Haze was born in 2002 and grew to be a big, solid female who had distinctive large bold antlers – not fancy but quite thick for a female. Over the course of her life she reared six calves: Santana, Gazelle, Caddis, Wiggins, Camembert and Fyrish – four females and two males. She was a relaxed mum and was quite happy to let us humans come up when she’d just calved, give her some food and check the calf over. One of first reindeer calvings I attended on my own as a new herder was when she gave birth to Camembert, and I remember her being completely at ease, putting up with my inexperienced fumblings as I handled the calf briefly to spray its navel and check it had the requisite number of legs.

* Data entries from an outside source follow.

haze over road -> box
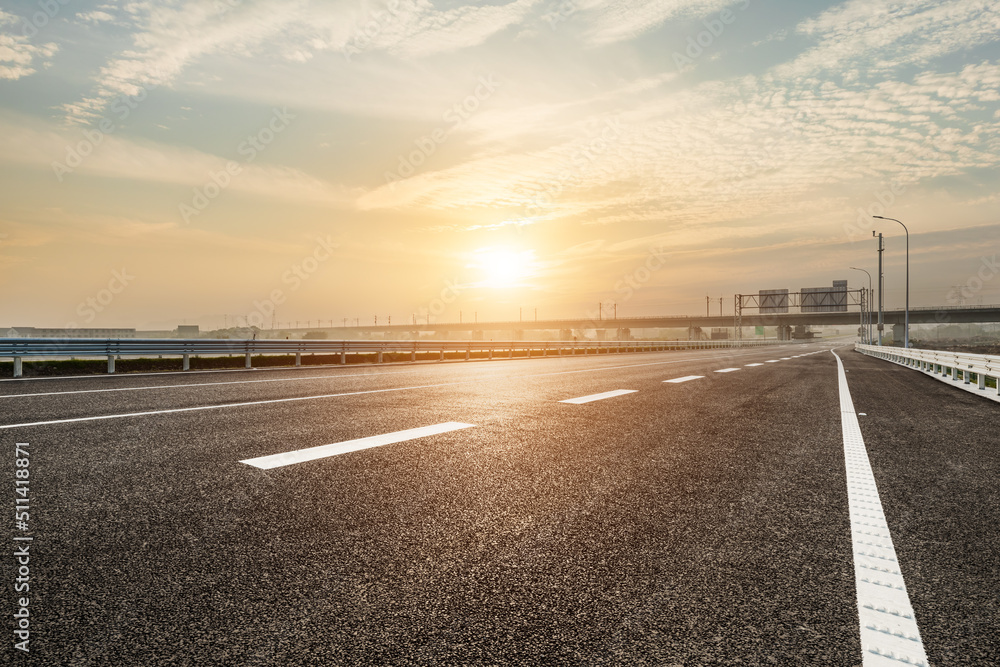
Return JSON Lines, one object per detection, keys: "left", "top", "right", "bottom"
{"left": 2, "top": 344, "right": 997, "bottom": 665}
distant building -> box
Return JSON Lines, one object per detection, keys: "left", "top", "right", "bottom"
{"left": 176, "top": 325, "right": 200, "bottom": 338}
{"left": 5, "top": 327, "right": 136, "bottom": 338}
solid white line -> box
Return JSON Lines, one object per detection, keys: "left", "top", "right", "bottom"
{"left": 714, "top": 368, "right": 740, "bottom": 373}
{"left": 745, "top": 363, "right": 764, "bottom": 367}
{"left": 765, "top": 360, "right": 781, "bottom": 363}
{"left": 832, "top": 351, "right": 928, "bottom": 666}
{"left": 664, "top": 375, "right": 704, "bottom": 383}
{"left": 0, "top": 352, "right": 776, "bottom": 429}
{"left": 0, "top": 370, "right": 421, "bottom": 399}
{"left": 240, "top": 422, "right": 475, "bottom": 469}
{"left": 559, "top": 389, "right": 637, "bottom": 404}
{"left": 0, "top": 381, "right": 472, "bottom": 430}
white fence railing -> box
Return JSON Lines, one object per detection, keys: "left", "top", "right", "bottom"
{"left": 855, "top": 343, "right": 1000, "bottom": 398}
{"left": 1, "top": 337, "right": 787, "bottom": 378}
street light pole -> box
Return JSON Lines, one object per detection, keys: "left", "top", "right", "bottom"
{"left": 873, "top": 215, "right": 909, "bottom": 348}
{"left": 849, "top": 267, "right": 873, "bottom": 344}
{"left": 873, "top": 232, "right": 884, "bottom": 346}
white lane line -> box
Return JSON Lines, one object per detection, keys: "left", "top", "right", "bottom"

Haze passed on her large solid build to her offspring, most notably to Gazelle, Caddis and Fyrish, who are all quite chunky. Caddis is the stand out mother from the next generation, consistently rearing one of the largest calves each year: Mozzarella, Lairig, Viking, Christie and Sherlock. Her latest calf, Sherlock, is a real beast of a reindeer, already acting like a bull by 5 months old… Caddis also manages to pull off a huge set of antlers each year, despite the energy put into her new calf – what an incredible reindeer!
Gazelle has reared some lovely male calves, including Aztec and Burns, and whilst Camembert is younger and has only had one calf so far, Celt, he is one of the largest of his year group. He was a special one for me, as I found him as a newborn – the first calf I had found whose mother I had also been the first to find when they themselves were born – I felt like a proud granny…!
Haze died in 2016 at the ripe old age of nearly 14, but her family line is continued – to date she has been grandmother to 10 youngsters, and last autumn we chose her son Fyrish as one of our main breeding bulls, so come May there is the potential for the family to become even larger.